Julian Johnson awarded Wolfson Research Professorship

  • Date01 June 2022

We are delighted to announce that Julian Johnson, Regius Professor of Music, has been awarded a Wolfson Research Professorship for his project ‘The Persistence of the Aesthetic: The Value of Musical Listening in the 21st Century’.

Julian Johnson Rodin.jpg

Auguste Rodin’s La cathédrale (1908) is a perfect example of an intelligence of the senses – a figure that embodies a way of being towards the world and others, and makes sense without ‘saying’ anything.

The British Academy awards Wolfson Research Professorships every five years to the ‘most outstanding established scholars to enable them to concentrate on a significant research programme’. We are particularly proud of Julian’s achievement because the scheme is extremely competitive, with a success rate of about 5 per cent. This is only the second time in its history that a Music scholar has gained a Wolfson Research Professorship.

Julian explains his project:

“Listening to music provides a perfect case study for the special kind of attentiveness we call ‘aesthetic’. My project draws on a remarkable convergence of recent research to explore the idea that this ‘aesthetic’ attitude is a form of sensory intelligence – an embodied rather than linguistic way of knowing the world.

“I’ll be exploring this idea in relation to music, but also visual art, literature and dance. I’ll be engaging with scholars and practitioners from a wide range of disciplines (from philosophy and psychology to geography and ecology) to explore how aesthetic experience affords behaviours of essential value to human life: a capacity for listening, empathy towards others, a tactile awareness of the world, a care for the particular over the abstract, and a capacity for wonder.

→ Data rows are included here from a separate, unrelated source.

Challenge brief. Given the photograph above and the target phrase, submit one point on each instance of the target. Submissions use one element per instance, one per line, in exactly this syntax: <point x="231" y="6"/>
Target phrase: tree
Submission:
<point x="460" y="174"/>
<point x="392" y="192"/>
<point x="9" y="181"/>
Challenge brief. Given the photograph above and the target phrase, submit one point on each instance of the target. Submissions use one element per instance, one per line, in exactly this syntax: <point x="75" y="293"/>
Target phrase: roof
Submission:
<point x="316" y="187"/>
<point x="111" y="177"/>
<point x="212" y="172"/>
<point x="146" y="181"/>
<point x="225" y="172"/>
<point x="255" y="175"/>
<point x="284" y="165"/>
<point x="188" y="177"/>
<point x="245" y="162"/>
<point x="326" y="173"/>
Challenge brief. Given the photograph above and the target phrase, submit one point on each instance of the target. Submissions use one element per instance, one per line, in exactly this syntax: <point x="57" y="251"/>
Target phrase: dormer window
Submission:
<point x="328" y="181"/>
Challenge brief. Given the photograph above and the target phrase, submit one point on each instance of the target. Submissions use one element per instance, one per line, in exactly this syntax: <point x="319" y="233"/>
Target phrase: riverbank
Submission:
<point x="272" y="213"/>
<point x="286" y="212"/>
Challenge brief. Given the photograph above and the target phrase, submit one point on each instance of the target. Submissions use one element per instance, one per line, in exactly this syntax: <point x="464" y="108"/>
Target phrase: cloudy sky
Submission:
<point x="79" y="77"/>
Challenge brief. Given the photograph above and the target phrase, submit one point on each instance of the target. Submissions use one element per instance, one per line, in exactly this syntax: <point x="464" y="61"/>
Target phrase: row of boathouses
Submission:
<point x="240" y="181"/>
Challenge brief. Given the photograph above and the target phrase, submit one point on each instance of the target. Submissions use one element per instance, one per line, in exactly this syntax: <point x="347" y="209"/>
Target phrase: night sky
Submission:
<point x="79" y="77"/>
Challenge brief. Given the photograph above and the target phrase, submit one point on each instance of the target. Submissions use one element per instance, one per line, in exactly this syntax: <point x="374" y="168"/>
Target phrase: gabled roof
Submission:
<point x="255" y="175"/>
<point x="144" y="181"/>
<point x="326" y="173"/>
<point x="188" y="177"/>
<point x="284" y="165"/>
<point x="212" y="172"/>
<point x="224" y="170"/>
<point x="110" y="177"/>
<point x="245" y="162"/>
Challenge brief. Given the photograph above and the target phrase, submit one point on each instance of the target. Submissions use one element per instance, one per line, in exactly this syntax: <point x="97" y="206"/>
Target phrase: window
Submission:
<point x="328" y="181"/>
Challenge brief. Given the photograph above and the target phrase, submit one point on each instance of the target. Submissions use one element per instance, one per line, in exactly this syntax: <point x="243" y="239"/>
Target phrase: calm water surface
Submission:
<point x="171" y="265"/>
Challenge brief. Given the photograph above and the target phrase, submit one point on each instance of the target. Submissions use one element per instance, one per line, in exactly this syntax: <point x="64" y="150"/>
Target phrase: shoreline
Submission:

“Why is that important? Because, far from being subsidiary or marginal to wider social, political and environmental issues, the ‘persistence of the aesthetic’ may thus prove to be central to our individual and collective futures. To that end, in addition to producing a new book, I’ll be curating some public-facing events to provoke debate and develop awareness, and engaging those who shape public policy on the arts and education to think again about the value of aesthetic intelligence.”